World Economic outlook U.K. unemployment rose to the highest rate in 16 years in the quarter through November, deepening concerns Britain is heading for another recession as turmoil in the euro area damps the global economic outlook.
The unemployment rate based on International Labour Organization methods rose to 8.4 percent, the highest since January 1996, from 8.1 percent in the three months through August, the Office for National Statistics said today in London. The number of people claiming jobless benefits rose for a 10th month to 1.6 million, the most since January 2010.
The World Bank cut its global growth forecast by the most in three years today, saying the economy has entered a “dangerous period.” In the U.K., the impact from the euro-area crisis is being compounded by Prime Minister David Cameron’s budget cuts, which are damping consumer confidence and will lead to about 700,000 job cuts through early 2017.
“The outlook for the labor market is pretty dismal,” said Nida Ali, economic adviser to the Ernst & Young ITEM Club.
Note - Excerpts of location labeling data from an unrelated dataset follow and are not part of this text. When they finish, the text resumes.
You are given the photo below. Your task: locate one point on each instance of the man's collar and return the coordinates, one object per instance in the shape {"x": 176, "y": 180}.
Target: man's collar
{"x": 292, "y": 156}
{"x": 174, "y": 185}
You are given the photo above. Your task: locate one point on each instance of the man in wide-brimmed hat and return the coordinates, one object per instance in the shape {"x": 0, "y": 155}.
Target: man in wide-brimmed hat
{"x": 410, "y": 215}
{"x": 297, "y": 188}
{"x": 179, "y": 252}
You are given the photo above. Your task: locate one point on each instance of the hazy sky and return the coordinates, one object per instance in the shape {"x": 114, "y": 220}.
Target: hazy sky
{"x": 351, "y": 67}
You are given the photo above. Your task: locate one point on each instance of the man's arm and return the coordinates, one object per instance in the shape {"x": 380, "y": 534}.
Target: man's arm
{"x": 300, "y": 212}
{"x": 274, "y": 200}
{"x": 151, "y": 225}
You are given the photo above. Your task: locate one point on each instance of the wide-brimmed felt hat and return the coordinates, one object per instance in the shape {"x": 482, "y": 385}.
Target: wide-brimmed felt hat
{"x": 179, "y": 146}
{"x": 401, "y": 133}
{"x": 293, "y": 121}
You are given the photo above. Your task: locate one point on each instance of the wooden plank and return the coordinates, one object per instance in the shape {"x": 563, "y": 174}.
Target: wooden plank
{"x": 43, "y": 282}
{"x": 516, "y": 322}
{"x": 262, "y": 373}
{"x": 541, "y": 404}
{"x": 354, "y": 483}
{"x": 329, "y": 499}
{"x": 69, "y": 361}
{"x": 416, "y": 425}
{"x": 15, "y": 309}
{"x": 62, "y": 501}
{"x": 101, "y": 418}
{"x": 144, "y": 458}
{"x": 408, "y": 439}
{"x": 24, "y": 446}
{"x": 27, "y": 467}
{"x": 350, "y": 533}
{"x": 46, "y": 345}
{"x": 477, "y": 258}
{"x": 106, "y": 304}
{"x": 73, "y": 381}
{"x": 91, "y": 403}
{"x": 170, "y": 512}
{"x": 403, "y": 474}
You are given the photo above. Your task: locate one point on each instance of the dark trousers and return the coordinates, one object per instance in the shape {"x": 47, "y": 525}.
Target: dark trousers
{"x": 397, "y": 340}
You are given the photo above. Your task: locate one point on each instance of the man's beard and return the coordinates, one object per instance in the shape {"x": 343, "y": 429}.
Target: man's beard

She expects unemployment to rise to 9.3 percent in a year and the number could be even higher “if one of the more negative outcomes of the euro-zone crisis were to materialize.”
ITEM Club said Jan. 16 that Britain has slipped back into a recession and Europe’s inability to end the debt crisis has had a “debilitating effect” on the U.K. Royal Bank of Scotland Group Plc said last week it will close its equities and corporate-finance units, cutting as many as 3,500 jobs, while Premier Foods Plc, the maker of Hovis bread, plans to eliminate 600 positions.